Casey's sensibilities transcend his devotion to the era, though; the series gives him an avenue to grind an axe, literally, against the state of pop music, with a group of antagonists called the Boy Band Nation pitting their manufactured saccharine harmonies against the NLOM.
"Personally, I don’t listen to tween pop crap as a general rule, but I realize that stuff has always existed in our sick and twisted culture," Casey says. "For NLOM, we wanted the bad guys to be as diametrically opposed to the tenets of metal as anyone possibly could be. To me, every musical movement is a response to whatever’s being shoved down our throats by the corporate masters. And, of course, in our book, it’s not necessarily about music. It’s about an ethos. It’s about a lifestyle."
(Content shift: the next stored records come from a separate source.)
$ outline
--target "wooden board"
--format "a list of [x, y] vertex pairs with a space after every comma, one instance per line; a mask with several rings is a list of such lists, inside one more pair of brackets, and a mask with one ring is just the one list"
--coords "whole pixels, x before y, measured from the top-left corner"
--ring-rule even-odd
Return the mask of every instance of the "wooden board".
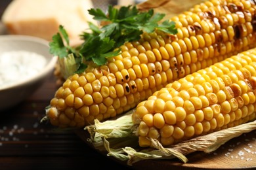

New Lieutenants of Metal is also a response, a call to arms, or an attempt to return to the glory days of Image Comics. "All of those ’92 launch books practically exploded off the racks,” Casey continues. “They were wild and undisciplined and oftentimes barely coherent… but that’s exactly what was great about them. It’s a tough thing to quantify, but that’s what we’re trying to do with our book. Good taste is not high on our agenda but having fun definitely is."
New Lieutenants of Metal #1 debuts on July 4, 2018.